Choosing a mario kart world character and vehicle combination with some stats.

With 50 playable characters and 40 vehicles we have a total of 2000 possible combinations in Mario Kart World, it is a bit daunting to select a good combination from the lot. This post tries to make the exploration a bit more attainable and directed.

Intro

It is no secret that I am a huge Mario Kart fan so I got the game upon release with my Switch 2 and started playing a bit with my preferred MK8W speedrunning combo Rosalina + BiddyBuggy and more often experimenting with Rosalina + Baby Blooper, but playing through the Grand Prix and Knockout Tours I found some particular ones slightly harder than others and couldn’t quite put my hand on why (specially the ones with rougher terrain and water tracks). After giving it some time and thanks to the work of people in the community (see the data sources section) I decided to have a look at the mystery to figure out a balanced combination that matched well my playstyle whilst getting to grips with the new mechanics.

Code Dev

Dataset

As I mentioned in the intro, I didn’t obtain the stats myself so please have a look at the original sources and support the community if you can! I decided to use this table as source as it was relatively easy to transcribe into a more usable couple or CSV files. There was no real magic into this, other than copying everything over, and making it a dense, consistent set. A snippet of the characters CSV looks like this:

Character,SpSolid,SpCoarse,SpLiquid,Accel,MiniT,WeightCoin,HdSolid,HdCoarse,HdLiquid
Baby Peach,0,0,0,7,4,0,6,6,6
Para Biddybud,0,0,0,7,4,0,6,6,6
...
Rosalina,4,4,5,2,0,5,1,1,3
Bowser,6,6,6,0,0,7,0,0,0

Whereas a segment of the vehicles CSV ones follows:

Character,SpSolid,SpCoarse,SpLiquid,Accel,MiniT,WeightCoin,HdSolid,HdCoarse,HdLiquid
Baby Blooper,7,2,2,-6,-6,1,9,5,5
Biddybuggy,1,6,1,7,7,1,5,9,5
...
Standard Kart,5,5,5,5,5,2,5,5,5
Plushbuggy,5,5,5,5,5,2,5,5,5

With these two files we are all set to keep moving along in our analysis!

Clustering

The initial thought was to do some stat-based clustering to identify combinations that are similar to the one I was using (Rosalina - Baby Blooper). The first step, was to read both CSV files and list of all character - kart combinations, which can be done with:

(dfChr, dfKrt) = [
    pd.read_csv(path.join(PT_DTA, fn)).set_index('Character')
    for fn in ('CharacterStats.csv', 'KartStats.csv')
]
(CHARS, KARTS) = (list(dfChr.index), list(dfKrt.index))
COMBOS = list(product(CHARS, KARTS))
dfCmb = pd.DataFrame({
    f'{c} - {k}':  dfChr.loc[c]+dfKrt.loc[k]
    for (c, k) in COMBOS
}).T

Where we get the sum of stats for the kart and character in each one of the available options. With this in place, we can pick whichever clustering algorithm we prefer. In this case, I chose scikit-learn’s AgglomerativeClustering but it could very well be KMeans, DBSCAN, or any other. With this, we now select 200 as the number of different clusters to identify, so that we get a ten-fold reduction in the number of options.

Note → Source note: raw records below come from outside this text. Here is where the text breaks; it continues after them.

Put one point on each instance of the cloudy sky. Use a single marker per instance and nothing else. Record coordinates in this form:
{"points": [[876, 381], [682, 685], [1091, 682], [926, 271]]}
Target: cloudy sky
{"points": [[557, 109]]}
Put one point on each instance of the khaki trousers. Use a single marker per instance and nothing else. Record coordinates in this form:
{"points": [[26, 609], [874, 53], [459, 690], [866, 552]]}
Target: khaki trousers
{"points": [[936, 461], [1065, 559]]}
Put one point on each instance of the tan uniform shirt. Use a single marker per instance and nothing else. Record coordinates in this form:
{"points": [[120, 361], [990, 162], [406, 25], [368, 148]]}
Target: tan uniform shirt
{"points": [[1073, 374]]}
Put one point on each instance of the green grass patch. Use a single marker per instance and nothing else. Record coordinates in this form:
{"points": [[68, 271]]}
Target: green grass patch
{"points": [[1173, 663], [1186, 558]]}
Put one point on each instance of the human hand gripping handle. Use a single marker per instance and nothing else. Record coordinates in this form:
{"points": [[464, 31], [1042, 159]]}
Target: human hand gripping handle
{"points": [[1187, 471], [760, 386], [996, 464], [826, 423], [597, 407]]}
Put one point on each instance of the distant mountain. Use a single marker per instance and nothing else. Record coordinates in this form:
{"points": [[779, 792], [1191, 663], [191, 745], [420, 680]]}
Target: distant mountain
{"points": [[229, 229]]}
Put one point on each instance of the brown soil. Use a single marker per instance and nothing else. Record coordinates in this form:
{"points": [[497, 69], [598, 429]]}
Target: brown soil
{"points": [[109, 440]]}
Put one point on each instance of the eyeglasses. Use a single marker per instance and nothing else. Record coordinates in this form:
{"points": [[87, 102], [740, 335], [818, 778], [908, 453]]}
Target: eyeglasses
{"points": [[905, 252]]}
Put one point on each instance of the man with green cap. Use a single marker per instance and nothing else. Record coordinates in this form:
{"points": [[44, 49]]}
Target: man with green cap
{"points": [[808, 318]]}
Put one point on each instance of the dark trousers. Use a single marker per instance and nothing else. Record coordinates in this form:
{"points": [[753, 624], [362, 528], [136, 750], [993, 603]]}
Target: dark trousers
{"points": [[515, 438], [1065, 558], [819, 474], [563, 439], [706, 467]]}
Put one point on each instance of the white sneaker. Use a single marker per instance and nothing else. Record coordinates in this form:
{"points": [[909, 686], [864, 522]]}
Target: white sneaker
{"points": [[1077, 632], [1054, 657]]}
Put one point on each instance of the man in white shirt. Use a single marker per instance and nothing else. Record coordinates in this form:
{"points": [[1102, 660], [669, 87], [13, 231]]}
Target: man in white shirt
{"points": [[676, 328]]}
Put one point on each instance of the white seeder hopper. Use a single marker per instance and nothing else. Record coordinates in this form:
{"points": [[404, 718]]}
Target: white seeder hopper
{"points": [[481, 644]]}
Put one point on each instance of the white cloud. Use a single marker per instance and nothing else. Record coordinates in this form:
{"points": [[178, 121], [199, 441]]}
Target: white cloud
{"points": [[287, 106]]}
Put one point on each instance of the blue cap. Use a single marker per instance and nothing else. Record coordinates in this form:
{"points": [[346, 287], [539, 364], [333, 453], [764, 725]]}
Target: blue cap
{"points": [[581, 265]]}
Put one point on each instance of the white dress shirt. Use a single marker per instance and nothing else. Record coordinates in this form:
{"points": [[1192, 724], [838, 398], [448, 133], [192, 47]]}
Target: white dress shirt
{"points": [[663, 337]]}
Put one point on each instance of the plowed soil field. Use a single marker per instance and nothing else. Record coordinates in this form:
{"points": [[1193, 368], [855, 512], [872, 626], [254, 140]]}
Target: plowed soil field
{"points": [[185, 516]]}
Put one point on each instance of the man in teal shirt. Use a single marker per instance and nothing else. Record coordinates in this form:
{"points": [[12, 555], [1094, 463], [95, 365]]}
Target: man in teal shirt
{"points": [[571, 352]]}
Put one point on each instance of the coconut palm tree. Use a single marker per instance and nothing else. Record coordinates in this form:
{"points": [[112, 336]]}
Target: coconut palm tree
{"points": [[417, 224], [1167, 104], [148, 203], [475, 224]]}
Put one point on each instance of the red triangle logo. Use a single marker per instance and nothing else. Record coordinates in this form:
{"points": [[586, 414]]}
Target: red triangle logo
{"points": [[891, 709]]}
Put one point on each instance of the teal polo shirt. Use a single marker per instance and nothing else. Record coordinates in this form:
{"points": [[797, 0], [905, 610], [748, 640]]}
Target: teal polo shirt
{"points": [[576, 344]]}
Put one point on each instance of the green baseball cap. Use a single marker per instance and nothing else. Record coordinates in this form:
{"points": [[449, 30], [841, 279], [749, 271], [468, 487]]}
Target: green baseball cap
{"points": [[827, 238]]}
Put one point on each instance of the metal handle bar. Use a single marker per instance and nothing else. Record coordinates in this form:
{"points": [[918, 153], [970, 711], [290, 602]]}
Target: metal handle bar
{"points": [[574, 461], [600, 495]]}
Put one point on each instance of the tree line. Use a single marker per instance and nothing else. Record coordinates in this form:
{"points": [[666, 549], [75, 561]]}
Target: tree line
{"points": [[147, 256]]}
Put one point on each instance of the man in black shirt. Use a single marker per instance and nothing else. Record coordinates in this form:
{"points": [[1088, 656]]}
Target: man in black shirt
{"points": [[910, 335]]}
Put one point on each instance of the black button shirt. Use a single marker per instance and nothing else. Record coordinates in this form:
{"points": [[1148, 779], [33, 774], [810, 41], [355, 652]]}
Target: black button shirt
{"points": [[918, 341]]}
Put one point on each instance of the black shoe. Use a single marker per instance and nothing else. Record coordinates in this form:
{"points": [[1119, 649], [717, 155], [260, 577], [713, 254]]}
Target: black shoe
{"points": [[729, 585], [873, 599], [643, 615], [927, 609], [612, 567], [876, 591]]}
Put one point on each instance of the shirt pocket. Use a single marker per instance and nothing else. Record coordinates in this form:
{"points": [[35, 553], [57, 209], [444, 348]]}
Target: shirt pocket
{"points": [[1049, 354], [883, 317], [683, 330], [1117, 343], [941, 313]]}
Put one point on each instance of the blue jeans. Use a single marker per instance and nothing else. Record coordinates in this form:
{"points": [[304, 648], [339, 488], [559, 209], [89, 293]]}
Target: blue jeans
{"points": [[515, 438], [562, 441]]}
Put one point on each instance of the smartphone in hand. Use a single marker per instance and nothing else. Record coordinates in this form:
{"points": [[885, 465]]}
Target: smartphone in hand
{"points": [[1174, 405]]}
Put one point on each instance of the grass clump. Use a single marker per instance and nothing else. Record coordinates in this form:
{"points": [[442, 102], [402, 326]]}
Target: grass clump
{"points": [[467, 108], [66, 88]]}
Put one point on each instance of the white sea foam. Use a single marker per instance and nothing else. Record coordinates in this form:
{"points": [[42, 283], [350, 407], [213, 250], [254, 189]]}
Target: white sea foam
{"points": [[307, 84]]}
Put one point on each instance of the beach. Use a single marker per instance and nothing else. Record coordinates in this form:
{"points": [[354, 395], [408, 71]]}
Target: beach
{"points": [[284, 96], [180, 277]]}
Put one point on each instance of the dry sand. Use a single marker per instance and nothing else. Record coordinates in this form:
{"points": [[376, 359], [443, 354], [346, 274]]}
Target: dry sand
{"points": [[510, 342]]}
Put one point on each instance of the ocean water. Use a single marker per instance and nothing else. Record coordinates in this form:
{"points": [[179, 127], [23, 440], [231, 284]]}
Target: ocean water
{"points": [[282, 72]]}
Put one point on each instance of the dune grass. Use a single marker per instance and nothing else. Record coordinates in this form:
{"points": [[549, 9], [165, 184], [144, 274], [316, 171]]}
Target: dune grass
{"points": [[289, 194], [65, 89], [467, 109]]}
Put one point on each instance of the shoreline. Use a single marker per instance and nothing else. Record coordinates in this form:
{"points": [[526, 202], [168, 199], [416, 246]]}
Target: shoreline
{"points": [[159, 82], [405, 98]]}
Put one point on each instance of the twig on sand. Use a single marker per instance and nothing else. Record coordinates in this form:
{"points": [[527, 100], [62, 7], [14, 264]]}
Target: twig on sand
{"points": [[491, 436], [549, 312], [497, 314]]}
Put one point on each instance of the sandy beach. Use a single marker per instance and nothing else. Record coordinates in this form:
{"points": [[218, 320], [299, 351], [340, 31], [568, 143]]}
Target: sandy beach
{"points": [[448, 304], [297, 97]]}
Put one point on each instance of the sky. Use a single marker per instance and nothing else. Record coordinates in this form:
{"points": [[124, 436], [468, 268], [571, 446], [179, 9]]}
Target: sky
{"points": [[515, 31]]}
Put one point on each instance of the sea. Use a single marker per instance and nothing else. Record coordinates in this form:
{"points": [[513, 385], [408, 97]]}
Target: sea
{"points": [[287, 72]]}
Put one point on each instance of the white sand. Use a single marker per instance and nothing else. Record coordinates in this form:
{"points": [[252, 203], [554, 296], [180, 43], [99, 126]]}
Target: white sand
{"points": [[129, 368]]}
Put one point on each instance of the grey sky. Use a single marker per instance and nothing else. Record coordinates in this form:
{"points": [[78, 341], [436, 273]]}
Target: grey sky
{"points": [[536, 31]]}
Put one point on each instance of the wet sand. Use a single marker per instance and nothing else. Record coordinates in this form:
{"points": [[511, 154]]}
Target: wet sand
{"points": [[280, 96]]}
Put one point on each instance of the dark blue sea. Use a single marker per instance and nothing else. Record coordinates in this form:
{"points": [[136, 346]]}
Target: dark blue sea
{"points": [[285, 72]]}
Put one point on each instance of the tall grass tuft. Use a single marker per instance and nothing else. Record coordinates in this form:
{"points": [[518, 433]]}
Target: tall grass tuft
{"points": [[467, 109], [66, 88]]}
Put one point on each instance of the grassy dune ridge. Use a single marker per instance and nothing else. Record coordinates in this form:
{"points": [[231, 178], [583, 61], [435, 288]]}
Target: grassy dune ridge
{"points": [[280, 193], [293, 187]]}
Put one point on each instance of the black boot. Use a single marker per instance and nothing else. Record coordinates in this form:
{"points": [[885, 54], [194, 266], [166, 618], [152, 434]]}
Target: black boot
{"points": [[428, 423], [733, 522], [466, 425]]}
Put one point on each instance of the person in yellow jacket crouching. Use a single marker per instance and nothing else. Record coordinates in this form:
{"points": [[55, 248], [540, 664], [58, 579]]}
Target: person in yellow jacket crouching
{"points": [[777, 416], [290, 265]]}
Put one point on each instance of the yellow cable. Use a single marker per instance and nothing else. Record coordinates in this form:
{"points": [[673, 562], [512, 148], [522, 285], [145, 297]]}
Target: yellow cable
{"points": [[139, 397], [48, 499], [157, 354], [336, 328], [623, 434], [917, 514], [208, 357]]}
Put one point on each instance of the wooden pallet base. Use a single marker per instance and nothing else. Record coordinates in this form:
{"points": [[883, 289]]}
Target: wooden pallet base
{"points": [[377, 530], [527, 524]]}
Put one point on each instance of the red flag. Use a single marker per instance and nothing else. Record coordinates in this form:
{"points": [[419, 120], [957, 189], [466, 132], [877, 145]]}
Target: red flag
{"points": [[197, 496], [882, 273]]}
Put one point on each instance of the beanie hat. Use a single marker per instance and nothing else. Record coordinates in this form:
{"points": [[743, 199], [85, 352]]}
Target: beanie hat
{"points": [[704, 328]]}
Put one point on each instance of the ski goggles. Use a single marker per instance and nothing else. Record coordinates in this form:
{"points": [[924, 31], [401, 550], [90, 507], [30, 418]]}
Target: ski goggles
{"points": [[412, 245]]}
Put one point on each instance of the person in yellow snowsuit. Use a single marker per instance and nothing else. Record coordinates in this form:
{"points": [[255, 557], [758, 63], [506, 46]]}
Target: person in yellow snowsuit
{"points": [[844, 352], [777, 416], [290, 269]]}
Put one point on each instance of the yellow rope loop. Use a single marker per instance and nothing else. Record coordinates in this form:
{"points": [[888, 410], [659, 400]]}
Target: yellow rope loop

cFun = AgglomerativeClustering(n_clusters=200)
cluster_labels = cFun.fit_predict(dfCmb)
clList= list(zip(dfCmb.index, cluster_labels))
values = set(map(lambda x:x[1], clList))
clustersList = [[y[0] for y in clList if y[1]==x] for x in values]
dfCls = pd.DataFrame(clList, columns=['index', 'Cluster'])
dfCls = dfCls.set_index('index')
dfCmb = dfCmb.join(dfCls)

We now serialize our structures and export the dataframe to disk for some later use:

pkl.dump(clustersList, open(path.join(PT_CLS, 'lst_clusters.pkl'), 'wb'))
pkl.dump(clList, open(path.join(PT_CLS, 'lst_clustersID.pkl'), 'wb'))
dfCmb.to_csv(path.join(PT_DTA, 'CombosClustered.csv'))

Radar Plot (Dash UI)

With the clustering done, I wanted to try out creating a simple application to compare builds one against the other. To do this, I coded up a Dash front-end with a plotly radar plot with each build stats. After the initial draft was coded, I decided to add a table with builds that are similar to the “base” selected (combo A). As we already had our clustered dataset, that was relatively easy as it we just need to filter the dataframe for matches with the same ID cluster. The resulting UI looks as follows (click the image for a live version, which might take some time to load as I am using the free tier):

This is useful in case we want to explore some new combinations that don’t diverge too far from our current build, or if we want to see if there’s some other combinations that might be comparable with a character/kart that we like better.

HiPlot

Another avenue I was looking into was using parallel plots to visualize the high dimensional dataset. Initially, I tried using plotly for this but it was quickly apparent that it was not good enough for the application (it was not very flexible and probably not efficient enough for 2000 traces); this is when I came across hiplot, so I decided to take it for a spin. One clear advantage of this package is that it generates a standalone HTML file that can easily be shared and embedded.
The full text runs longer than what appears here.